Le deuxième conseil : le comportement professionnel. Les promesses et autres arguments avancés pour le recrutement peuvent s'avérer vrais, ou partiellement, mais ils peuvent être erronés, tronqués voire ambigus, d’où la nécessité de vigilance de la conformité entre le travail fourni et ce qui était attendu. Bien entendu, l’adaptabilité est obligatoire et il faudra apprendre à répondre utilement  avec intelligence, à savoir ne pas dire «"je ne pourrai pas ou c’est impossible" mais préférer une réponse plus apaisante "je ferai le maximum pour répondre à cette demande".

Le troisième conseil : la connaissance professionnelle. Même si le travail demeure similaire avec celui qui a été fait durant de nombreuses années dans l’Administration, il ne faut pas faire une référence directe à ce qui a été vécu au sein de l’Administration car les contextes sont totalement différents. Dans le privé, l’objectif permanent est le profit dans une configuration flexible alors que dans l’Administration c’est souvent plus figé. La notion du temps est différente entre les deux mondes… 

Le quatrième conseil : le management. Dans le monde étatique, la progression de carrière est liée aux diplômes et à l’ancienneté, et le management en est directement dépendant. Dans le privé, rien n’est figé et la hiérarchie peut changer à tout instant, et le management en subit directement les conséquences. Dans le privé, les rivalités humaines, les proximités relationnelles et les opportunités business peuvent conduire à des configurations délicates et totalement imprévisibles.

Le cinquième conseil : le "carnet d’adresse". Il n’est pas rare dans le privé que vos supérieurs et/ou collaborateurs souhaitent s’immiscer dans votre réseau personnel afin de l’exploiter à leurs profits individuels. La crainte est de se voir déposséder de cette valeur ajoutée pour être mis progressivement sur la touche avec la baisse des implications sur des études/projets poussant ainsi vers la "porte de sortie". 

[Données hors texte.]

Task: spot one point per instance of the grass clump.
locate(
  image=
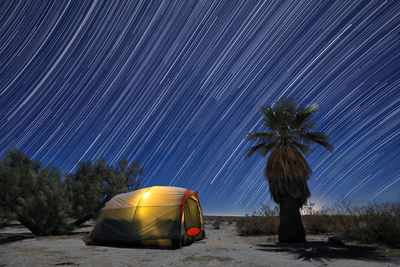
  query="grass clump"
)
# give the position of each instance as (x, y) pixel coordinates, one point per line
(264, 222)
(371, 223)
(216, 224)
(374, 223)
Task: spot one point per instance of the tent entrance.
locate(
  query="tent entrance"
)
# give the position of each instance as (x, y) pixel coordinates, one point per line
(192, 221)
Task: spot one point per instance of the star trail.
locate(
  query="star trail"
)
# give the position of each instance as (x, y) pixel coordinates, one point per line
(178, 85)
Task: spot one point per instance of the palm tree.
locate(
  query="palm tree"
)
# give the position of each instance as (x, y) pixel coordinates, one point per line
(289, 133)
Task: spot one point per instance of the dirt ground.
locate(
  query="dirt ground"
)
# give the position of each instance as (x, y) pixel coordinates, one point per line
(222, 247)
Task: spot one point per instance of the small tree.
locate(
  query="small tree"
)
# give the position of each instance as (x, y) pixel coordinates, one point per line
(289, 132)
(94, 184)
(33, 196)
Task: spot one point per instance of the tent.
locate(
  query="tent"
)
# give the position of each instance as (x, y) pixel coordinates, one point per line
(162, 216)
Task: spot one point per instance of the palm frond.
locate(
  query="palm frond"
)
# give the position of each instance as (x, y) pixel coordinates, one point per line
(263, 148)
(303, 148)
(260, 136)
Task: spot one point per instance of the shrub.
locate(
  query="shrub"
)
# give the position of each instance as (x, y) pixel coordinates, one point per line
(33, 196)
(265, 222)
(93, 184)
(374, 223)
(216, 224)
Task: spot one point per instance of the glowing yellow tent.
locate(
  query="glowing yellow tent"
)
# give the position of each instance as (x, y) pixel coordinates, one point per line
(156, 216)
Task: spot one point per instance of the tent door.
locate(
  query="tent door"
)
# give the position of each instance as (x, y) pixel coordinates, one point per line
(192, 221)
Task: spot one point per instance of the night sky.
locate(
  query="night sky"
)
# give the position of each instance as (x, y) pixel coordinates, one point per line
(178, 85)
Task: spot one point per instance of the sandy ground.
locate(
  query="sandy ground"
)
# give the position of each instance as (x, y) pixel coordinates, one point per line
(222, 247)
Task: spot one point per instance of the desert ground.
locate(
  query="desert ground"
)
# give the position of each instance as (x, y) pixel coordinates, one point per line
(222, 247)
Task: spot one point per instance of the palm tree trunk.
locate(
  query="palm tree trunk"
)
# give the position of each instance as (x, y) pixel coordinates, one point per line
(291, 228)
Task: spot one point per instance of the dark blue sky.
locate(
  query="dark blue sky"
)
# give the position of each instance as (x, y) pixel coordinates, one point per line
(177, 85)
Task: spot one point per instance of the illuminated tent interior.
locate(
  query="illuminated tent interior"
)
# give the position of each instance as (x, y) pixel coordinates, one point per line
(162, 216)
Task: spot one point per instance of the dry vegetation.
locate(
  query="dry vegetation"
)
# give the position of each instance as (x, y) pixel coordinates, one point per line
(372, 223)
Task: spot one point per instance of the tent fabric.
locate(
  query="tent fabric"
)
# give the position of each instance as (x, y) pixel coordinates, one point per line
(156, 216)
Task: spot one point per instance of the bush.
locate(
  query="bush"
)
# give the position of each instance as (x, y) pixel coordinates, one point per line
(265, 222)
(33, 196)
(216, 224)
(94, 184)
(374, 223)
(45, 203)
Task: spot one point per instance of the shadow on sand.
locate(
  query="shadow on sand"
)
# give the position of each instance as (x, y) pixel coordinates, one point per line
(323, 251)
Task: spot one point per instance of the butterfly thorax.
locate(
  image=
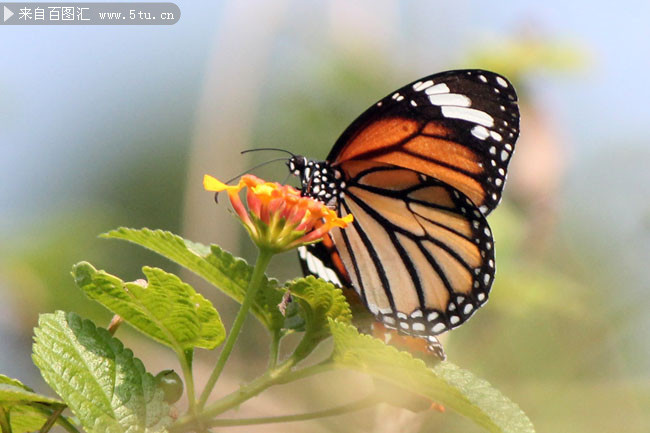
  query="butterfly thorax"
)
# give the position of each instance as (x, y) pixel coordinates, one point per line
(318, 179)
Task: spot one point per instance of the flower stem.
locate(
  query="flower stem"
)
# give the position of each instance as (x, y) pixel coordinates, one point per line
(281, 374)
(188, 375)
(275, 350)
(261, 264)
(361, 404)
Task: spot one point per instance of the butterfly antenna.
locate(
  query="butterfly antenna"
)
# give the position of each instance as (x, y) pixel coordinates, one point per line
(267, 148)
(216, 195)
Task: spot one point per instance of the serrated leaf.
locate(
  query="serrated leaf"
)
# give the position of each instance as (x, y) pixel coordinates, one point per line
(167, 309)
(319, 301)
(100, 380)
(216, 266)
(22, 404)
(445, 383)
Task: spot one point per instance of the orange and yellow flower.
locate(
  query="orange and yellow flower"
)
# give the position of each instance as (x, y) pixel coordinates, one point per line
(278, 217)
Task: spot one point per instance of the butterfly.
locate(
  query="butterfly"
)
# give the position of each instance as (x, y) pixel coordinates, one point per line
(419, 170)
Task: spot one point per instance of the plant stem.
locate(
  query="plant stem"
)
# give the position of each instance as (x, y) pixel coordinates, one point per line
(261, 264)
(46, 410)
(5, 422)
(279, 375)
(275, 350)
(189, 382)
(361, 404)
(321, 367)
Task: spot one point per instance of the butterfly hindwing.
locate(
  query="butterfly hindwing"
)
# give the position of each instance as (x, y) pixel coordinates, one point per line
(459, 127)
(419, 252)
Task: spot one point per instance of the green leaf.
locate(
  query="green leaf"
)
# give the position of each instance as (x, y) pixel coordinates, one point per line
(26, 418)
(27, 410)
(163, 307)
(100, 380)
(216, 266)
(11, 394)
(6, 380)
(319, 302)
(445, 383)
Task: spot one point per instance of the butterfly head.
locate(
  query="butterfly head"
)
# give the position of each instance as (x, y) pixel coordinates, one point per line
(318, 179)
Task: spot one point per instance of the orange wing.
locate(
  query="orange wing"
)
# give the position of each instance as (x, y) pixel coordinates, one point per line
(459, 127)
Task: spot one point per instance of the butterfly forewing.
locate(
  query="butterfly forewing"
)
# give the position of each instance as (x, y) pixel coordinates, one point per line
(459, 127)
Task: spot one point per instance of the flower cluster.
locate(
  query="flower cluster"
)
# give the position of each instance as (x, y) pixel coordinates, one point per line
(278, 217)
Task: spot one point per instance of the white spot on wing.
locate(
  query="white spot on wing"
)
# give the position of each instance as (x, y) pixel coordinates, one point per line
(455, 99)
(438, 327)
(469, 114)
(480, 132)
(420, 86)
(438, 88)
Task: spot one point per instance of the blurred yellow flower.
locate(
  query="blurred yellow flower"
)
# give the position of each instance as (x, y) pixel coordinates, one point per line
(278, 217)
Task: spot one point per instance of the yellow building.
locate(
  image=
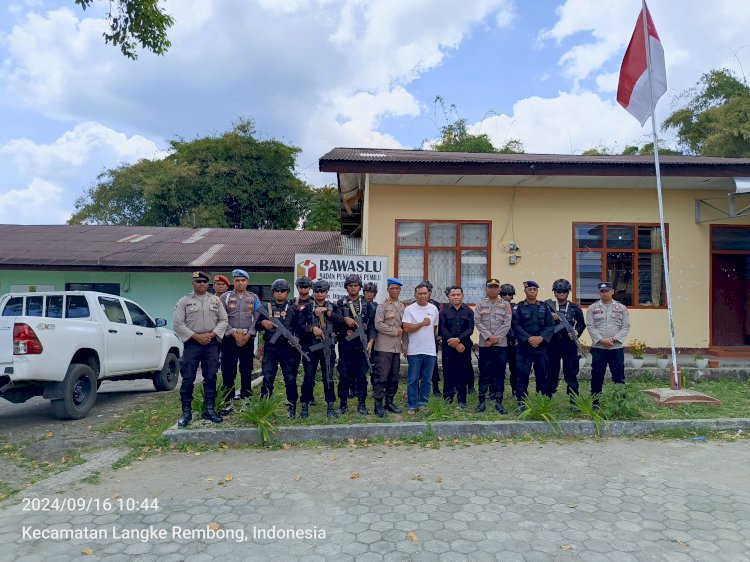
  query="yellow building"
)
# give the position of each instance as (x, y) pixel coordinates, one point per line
(461, 218)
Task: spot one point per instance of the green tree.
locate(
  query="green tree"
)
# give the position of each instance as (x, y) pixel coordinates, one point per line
(715, 120)
(136, 21)
(323, 211)
(232, 180)
(455, 136)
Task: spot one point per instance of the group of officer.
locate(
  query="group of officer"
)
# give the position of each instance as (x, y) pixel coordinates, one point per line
(221, 328)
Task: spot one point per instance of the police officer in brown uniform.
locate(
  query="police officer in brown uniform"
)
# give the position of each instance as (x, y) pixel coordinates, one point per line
(492, 318)
(241, 306)
(199, 320)
(608, 322)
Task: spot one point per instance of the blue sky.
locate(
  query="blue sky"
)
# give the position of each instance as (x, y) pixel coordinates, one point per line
(326, 73)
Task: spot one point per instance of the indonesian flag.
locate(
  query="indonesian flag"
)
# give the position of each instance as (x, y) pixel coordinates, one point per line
(634, 90)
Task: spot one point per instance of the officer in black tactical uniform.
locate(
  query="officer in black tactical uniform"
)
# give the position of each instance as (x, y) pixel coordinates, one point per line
(562, 347)
(533, 327)
(316, 324)
(507, 293)
(352, 359)
(280, 352)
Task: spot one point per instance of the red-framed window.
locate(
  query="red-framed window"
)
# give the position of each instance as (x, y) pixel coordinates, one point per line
(629, 255)
(445, 252)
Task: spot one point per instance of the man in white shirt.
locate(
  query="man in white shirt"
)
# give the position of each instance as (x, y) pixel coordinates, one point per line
(420, 321)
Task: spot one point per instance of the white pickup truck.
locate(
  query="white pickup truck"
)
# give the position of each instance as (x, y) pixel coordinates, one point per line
(62, 345)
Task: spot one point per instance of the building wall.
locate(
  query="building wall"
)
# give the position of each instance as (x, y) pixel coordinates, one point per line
(157, 293)
(542, 228)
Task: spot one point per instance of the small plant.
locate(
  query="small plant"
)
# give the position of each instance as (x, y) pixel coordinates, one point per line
(587, 409)
(263, 413)
(439, 410)
(637, 348)
(623, 402)
(540, 407)
(199, 399)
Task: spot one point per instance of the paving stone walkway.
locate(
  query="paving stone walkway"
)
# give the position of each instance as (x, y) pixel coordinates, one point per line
(617, 500)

Le sixième conseil : le comportement dans l’entreprise. La "survie humaine" dans de nombreuses en entreprises est l’individualisme (valable aussi dans l’Administration). Le travail collectif pour la réussite communautaire est logique, mais tout engagement dans cette démarche doit être précédée par une analyse de l’objectif réel de la hiérarchie et d’une observation attentive de l’implication de certains acteurs du groupe. Il est très simple de perdre sa crédibilité au sein de l’entreprise, en se lançant dans une opération qui n’intéresse pas la hiérarchie ou qui risque de la mettre en situation d’inconfort face la décision.

Le septième conseil : la discrétion. Comme dans l’Administration, il faut rester extrêmement vigilant sur la discrétion au sein de l’entreprise et vis-à-vis des partenaires/clients et sur la confidentialité des informations traitées. La communication extérieure et/ou une représentation à l’extérieur ne peuvent être faites qu’avec l’aval de la direction. 

Le huitième conseil : les écrits. Sachant que les écrits restent et peuvent attester d’une bonne foi en cas de conflits, il est fortement souhaitable de conserver des écrits des actions importantes et/ou délicates. Le monde du privé travaille souvent avec l’oral car plus rapide mais la précaution conduit à laisser des traces écrites. Mais ne pas oublier que le smartphone et le PC professionnels sont des équipements sur lesquels l’entreprise a tous les droits, et elle peut les bloquer et les analyser à tout instant et sans préavis en cas de conflits graves avec un salarié, dans le respect de la politique de sécurité de l’info et de la RGPD. 

 

En conclusion, il ressort que la migration du monde étatique au monde privé est relativement facile à condition de respecter quelques précautions élémentaires, mais souvent oubliées. La faute professionnelle est facilement "identifiée" pour se séparer, simplement ou dans la "douleur"  d’un collaborateur, surtout quand on arrive dans le privé pour une deuxième carrière. Dans le privé, la confiance en autrui et la lisibilité des actions demeurent des principes à manier avec dextérité. "Dire ce qu’il faut et faire qui est demandé dans l’intérêt de l’entreprise, mais rarement plus, sauf dans des configurations exceptionnelles".